Question

Direction: Given question consists of two statements, one labeled as the 'Assertion (A)' and the other as 'Reason (R)'.

You are to examine these two statements carefully and select the answers to these items using the codes given below.

Assertion (A): The system function \(H(s) = \frac {z^3 - 2z^2 + z}{z^2 + \frac 1 4 z + \frac 18}\) is not causal.

Reason (R): If the numerator of H(s) is of lower order than the denominator, the system may be causal.

1. Both A and R are individually true and R is the correct explanation of A
2. Both A and R are individually true but R is NOT the correct explanation of A
3. A is true but R is false
4. A is false but R is true

Answer 1

Correct Answer - Option 1 : Both A and R are individually true and R is the correct explanation of A

Concept:

Causal – degree (order) of denominator ≥ degree of the numerator

Non-causal – degree of denominator < degree of the numerator

Analysis:

H(z) \( = \frac{{{z^3} - 2{z^2} + z \to numerator}}{{{z^2} + \frac{1}{4}z + \frac{1}{8} \to denominator}}\)

Degree of denominator = 2

Degree of numerator = 3

Since the degree of D^r < degree of N^r.

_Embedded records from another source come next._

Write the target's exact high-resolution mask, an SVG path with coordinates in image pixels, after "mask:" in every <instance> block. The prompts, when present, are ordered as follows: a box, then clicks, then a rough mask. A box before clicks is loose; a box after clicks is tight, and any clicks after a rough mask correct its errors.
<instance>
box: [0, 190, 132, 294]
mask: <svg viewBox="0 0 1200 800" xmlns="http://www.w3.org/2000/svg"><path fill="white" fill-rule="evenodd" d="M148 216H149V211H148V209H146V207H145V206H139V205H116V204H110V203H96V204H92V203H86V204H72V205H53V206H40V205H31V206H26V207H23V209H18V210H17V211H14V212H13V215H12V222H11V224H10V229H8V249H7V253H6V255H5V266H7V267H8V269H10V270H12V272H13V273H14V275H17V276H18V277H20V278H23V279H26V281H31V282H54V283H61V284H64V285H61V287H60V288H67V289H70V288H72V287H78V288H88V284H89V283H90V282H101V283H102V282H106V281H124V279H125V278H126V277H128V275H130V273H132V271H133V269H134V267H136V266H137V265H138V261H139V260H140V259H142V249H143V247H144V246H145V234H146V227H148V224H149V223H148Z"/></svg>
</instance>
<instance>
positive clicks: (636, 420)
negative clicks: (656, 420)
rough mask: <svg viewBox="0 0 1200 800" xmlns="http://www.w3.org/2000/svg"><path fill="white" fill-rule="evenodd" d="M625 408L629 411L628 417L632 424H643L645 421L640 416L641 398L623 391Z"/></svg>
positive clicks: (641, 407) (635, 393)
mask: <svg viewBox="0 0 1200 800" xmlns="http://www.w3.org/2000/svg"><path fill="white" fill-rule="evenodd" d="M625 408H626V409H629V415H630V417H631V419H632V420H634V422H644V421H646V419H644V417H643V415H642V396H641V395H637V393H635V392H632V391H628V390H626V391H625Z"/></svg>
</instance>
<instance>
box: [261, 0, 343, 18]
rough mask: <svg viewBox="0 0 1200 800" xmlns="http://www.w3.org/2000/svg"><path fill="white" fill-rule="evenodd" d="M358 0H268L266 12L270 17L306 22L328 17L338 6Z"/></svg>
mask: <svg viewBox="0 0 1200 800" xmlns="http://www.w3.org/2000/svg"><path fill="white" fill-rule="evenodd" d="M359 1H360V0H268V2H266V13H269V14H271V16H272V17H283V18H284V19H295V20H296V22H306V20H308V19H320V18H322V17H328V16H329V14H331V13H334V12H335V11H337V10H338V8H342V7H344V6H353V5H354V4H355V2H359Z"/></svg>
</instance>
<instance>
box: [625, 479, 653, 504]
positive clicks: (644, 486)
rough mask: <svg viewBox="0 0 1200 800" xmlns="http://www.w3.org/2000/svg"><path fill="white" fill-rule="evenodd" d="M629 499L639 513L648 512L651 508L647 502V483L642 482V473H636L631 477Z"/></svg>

Hence, It is a non-causal system.

Eg.

 \(H\left( z \right) = \frac{{{z^3} + 4{z^2} + 5z + 9}}{{{z^2} + 4z + 5}} = z + k + \ldots {z^{ - 1}} + \ldots {z^{ - 2}}\)

When the degree of N^r > degree of D^r then the positive power of z comes that’s why the system will be non-causal.

\(H\left( z \right) = \frac{{z + 1}}{{{z^2} + 2z + 1}} = {z^{ - 1}} + {z^{ - 2}} \ldots \)^r

In this case degree of D^r  > degree of N^r then only negative power of z appears that’s why the system will be causal.